The filing reports Chief Legal Officer Ellen Rosenberg disposing of her Amicus equity in connection with the BioMarin acquisition. It includes common stock and stock options cashed out at $14.50 per share, leaving no reported remaining Amicus holdings after the merger closed.

How many AMICUS THERAPEUTICS (FOLD) common shares did the CLO dispose of?

The filing lists 463,898 directly held Amicus common shares disposed of at $14.50 per share. It also notes 15,000 additional shares held indirectly by her spouse, which were likewise converted to cash as part of the BioMarin merger terms.

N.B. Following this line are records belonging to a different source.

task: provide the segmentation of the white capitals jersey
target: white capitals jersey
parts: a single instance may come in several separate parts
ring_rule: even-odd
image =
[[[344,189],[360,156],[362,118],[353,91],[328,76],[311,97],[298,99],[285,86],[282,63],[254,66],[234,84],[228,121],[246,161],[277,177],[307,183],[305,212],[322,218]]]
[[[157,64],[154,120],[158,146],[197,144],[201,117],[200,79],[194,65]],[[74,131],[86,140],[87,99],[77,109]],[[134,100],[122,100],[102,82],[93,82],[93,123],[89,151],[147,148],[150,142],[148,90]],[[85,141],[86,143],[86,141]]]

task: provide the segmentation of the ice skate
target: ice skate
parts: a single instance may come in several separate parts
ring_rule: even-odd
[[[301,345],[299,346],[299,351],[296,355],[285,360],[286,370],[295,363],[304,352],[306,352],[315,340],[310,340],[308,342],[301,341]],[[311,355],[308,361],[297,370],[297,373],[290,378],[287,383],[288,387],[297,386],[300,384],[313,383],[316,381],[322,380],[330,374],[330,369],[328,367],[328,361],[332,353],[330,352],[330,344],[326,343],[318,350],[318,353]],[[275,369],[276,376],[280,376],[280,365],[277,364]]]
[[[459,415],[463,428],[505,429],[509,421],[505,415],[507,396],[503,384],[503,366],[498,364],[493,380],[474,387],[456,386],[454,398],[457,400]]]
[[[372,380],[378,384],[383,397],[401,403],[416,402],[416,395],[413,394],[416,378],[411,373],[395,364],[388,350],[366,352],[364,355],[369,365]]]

What happened to Ellen Rosenberg’s Amicus stock options in this Form 4 for FOLD?

Each reported Amicus stock option was cancelled at closing and converted into a cash right. The cash amount equals the excess of the $14.50 merger price over the option’s exercise price, multiplied by the number of option shares in that grant.

Were Ellen Rosenberg’s Amicus stock options vested before the BioMarin merger?

The footnotes state that each Amicus stock option reported was fully vested. They also clarify that certain options vested in full upon consummation of the merger, ensuring all such awards were eligible for cash-out treatment at the $14.50 per-share merger price.

Does this AMICUS THERAPEUTICS (FOLD) Form 4 show any remaining holdings after the merger?

No remaining holdings are shown. For each common stock and option entry, total_shares_following_transaction is listed as zero, and the derivativeSummary is empty, indicating no reported Amicus common shares or stock options remained after the BioMarin acquisition closed.

How are restricted stock units mentioned in this AMICUS THERAPEUTICS (FOLD) Form 4?

A footnote explains that the reported securities disposed of in the merger included 311,410 shares of Amicus common stock and 152,488 restricted stock units, which vested in full upon consummation of the BioMarin merger before being converted into cash consideration.